If any of this sounds like pain science education could be helpful…

Our group makes the case for understanding the multiple contributors to pain through pain science education that is tailored to breast cancer survivors. Check out the article if you want more details on how this education might help and how it might be tailored to people with breast cancer.



  1. van den Beuken-van Everdingen, M. H., Hochstenbach, L. M., Joosten, E. A., Tjan-Heijnen, V. C., & Janssen, D. J. (2016). Update on Prevalence of Pain in Patients With Cancer: Systematic Review and Meta-Analysis. Journal of pain and symptom management, 51(6), 1070–1090.e9.
  2. Edwards RR, et al. Alteration in pain modulation in women with persistent pain after lumpectomy: influence of catastrophizing. JPain Symptom Manag. 2013;46(1):30-42 13p.

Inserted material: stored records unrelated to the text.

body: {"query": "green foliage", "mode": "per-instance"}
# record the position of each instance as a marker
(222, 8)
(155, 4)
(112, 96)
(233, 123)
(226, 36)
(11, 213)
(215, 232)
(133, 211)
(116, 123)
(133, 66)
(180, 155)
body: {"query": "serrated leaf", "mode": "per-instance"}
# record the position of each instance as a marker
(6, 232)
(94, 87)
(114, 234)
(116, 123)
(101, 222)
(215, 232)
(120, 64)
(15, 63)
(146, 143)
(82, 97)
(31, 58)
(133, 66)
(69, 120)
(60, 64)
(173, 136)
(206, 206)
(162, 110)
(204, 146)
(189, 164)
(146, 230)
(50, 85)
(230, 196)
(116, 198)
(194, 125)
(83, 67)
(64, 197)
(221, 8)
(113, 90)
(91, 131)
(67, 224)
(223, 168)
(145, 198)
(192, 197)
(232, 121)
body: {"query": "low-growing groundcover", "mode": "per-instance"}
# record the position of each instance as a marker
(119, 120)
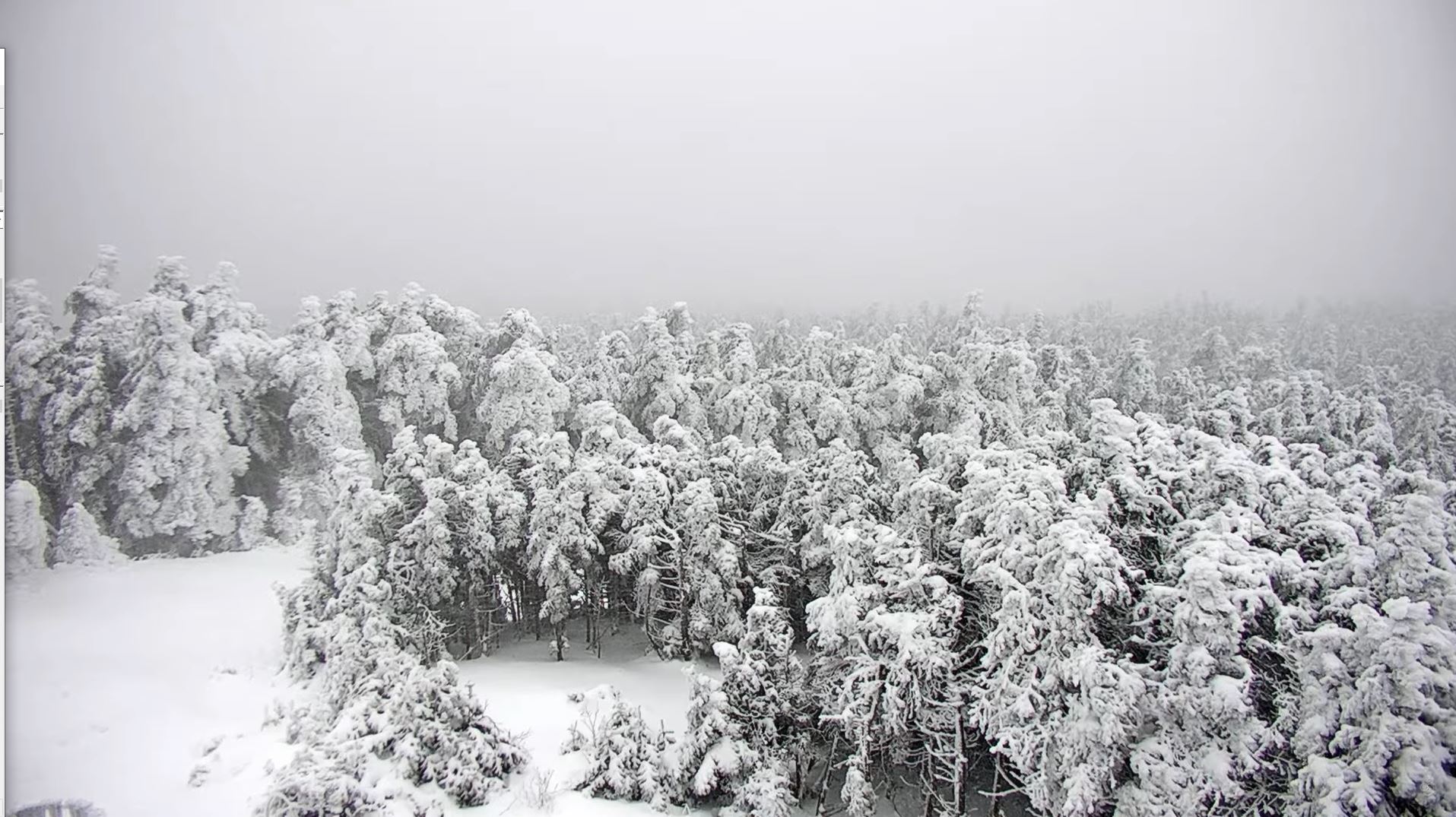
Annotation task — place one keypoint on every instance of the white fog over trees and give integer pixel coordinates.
(1190, 559)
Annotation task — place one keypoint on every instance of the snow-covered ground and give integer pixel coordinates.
(119, 680)
(526, 692)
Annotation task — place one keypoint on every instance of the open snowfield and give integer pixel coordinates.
(119, 678)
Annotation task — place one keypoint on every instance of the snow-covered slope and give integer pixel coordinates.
(526, 692)
(119, 678)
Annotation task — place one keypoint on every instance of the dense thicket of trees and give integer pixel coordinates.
(1193, 559)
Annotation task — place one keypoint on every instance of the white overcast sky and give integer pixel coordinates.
(740, 155)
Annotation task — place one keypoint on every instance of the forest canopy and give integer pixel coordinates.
(1182, 561)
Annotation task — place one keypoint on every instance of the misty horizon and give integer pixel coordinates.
(741, 159)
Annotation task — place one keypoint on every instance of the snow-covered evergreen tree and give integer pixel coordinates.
(81, 540)
(27, 538)
(173, 486)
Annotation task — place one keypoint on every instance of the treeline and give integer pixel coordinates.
(1196, 559)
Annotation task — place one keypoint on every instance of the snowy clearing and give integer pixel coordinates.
(122, 676)
(119, 676)
(526, 692)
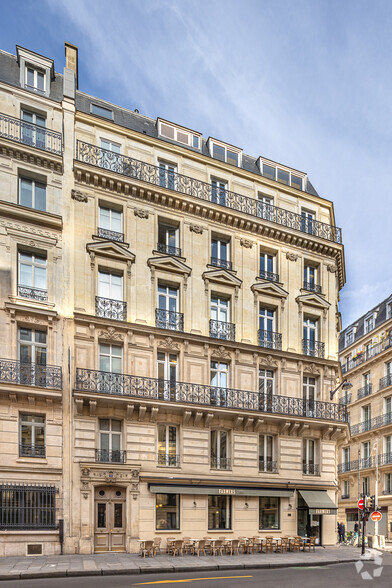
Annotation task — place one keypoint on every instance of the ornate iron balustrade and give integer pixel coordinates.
(27, 133)
(222, 330)
(366, 355)
(108, 308)
(199, 394)
(223, 263)
(311, 287)
(313, 348)
(30, 374)
(269, 339)
(169, 319)
(220, 463)
(169, 249)
(312, 469)
(168, 460)
(152, 174)
(110, 235)
(114, 456)
(385, 381)
(29, 450)
(33, 293)
(270, 276)
(364, 391)
(268, 466)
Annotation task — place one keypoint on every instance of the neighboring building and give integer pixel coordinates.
(365, 349)
(169, 319)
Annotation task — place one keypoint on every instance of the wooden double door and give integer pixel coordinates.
(110, 524)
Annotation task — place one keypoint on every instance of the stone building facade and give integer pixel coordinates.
(365, 459)
(169, 319)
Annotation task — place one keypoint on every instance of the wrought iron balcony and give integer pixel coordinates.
(33, 293)
(270, 276)
(364, 391)
(223, 263)
(152, 174)
(114, 456)
(311, 287)
(27, 133)
(30, 374)
(222, 330)
(29, 450)
(385, 381)
(220, 463)
(108, 308)
(110, 235)
(169, 249)
(312, 469)
(94, 381)
(268, 466)
(169, 319)
(269, 339)
(313, 348)
(168, 460)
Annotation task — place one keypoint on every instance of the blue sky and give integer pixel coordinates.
(303, 82)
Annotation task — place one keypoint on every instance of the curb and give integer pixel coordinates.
(167, 569)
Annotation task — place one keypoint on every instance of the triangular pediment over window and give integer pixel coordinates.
(111, 251)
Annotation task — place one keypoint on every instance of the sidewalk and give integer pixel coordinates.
(123, 563)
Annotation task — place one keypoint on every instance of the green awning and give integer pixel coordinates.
(219, 490)
(318, 502)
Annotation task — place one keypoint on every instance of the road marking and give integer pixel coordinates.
(190, 580)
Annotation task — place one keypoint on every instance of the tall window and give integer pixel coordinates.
(167, 445)
(220, 458)
(219, 512)
(32, 275)
(32, 194)
(269, 511)
(110, 440)
(31, 435)
(167, 512)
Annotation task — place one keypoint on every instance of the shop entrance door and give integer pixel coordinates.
(109, 532)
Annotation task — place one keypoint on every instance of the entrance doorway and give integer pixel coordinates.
(109, 527)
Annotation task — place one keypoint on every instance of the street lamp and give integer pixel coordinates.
(345, 385)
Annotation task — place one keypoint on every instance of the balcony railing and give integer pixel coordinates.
(223, 263)
(110, 235)
(313, 348)
(169, 249)
(312, 469)
(311, 287)
(220, 463)
(268, 466)
(270, 276)
(222, 330)
(366, 355)
(169, 319)
(169, 460)
(32, 293)
(29, 450)
(108, 308)
(95, 381)
(114, 456)
(269, 339)
(364, 391)
(151, 174)
(385, 381)
(27, 133)
(30, 374)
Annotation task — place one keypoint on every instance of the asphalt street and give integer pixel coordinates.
(342, 575)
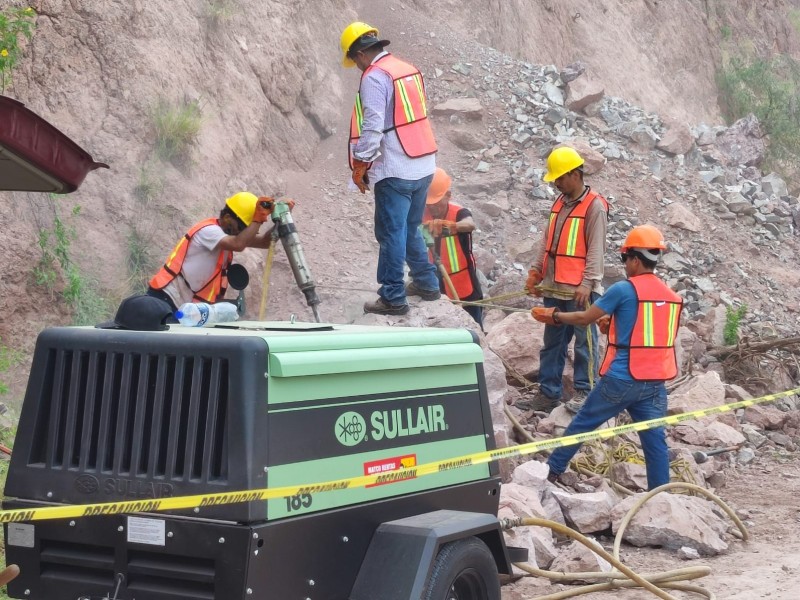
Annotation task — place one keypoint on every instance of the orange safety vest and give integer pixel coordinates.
(410, 109)
(651, 353)
(570, 255)
(459, 266)
(214, 288)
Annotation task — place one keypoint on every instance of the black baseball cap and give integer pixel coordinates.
(140, 313)
(368, 40)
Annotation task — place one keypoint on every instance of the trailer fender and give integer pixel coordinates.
(400, 556)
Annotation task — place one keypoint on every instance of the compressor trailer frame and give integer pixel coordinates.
(123, 415)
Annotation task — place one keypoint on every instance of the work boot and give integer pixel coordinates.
(575, 403)
(413, 290)
(382, 307)
(539, 401)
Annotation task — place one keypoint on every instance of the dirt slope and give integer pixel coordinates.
(659, 54)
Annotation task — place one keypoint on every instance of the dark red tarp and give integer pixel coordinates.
(37, 157)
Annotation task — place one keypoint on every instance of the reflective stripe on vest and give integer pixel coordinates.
(651, 353)
(214, 288)
(570, 255)
(410, 112)
(451, 252)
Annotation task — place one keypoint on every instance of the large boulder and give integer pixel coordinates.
(468, 108)
(673, 521)
(703, 391)
(582, 92)
(681, 216)
(517, 339)
(678, 139)
(743, 143)
(577, 558)
(709, 434)
(586, 513)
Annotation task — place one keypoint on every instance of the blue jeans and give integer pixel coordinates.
(553, 355)
(643, 400)
(399, 204)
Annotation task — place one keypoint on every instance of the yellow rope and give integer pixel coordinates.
(262, 309)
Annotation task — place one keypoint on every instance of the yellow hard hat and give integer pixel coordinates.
(439, 186)
(561, 161)
(243, 205)
(353, 32)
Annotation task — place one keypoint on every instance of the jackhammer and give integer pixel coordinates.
(286, 231)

  3. Boakye PA, et al. A critical review of neurobiological factors involved in the interactions between chronic pain, depression, and sleep disruption. Clin J Pain. 2016;32(4):327–36
  4. Heathcote LC, Eccleston C. Pain and cancer survival: a cognitive-affective model of symptom appraisal and the uncertainthreat of disease recurrence. Pain. 2017;158(7):1187–91
  5. Yap, Z. L., Summers, S. J., Grant, A. R., Moseley, G. L., & Karran, E. L. (2021). The role of the social determinants of health in outcomes of surgery for low back pain. A systematic review and narrative synthesis. The spine journal : official journal of the North American Spine Society, S1529-9430(21)01047-0. Advance online publication.
  6. Newton-John TRO. Solicitousness and chronic pain: a critical review. Pain Rev. 2002;9(1):7–27.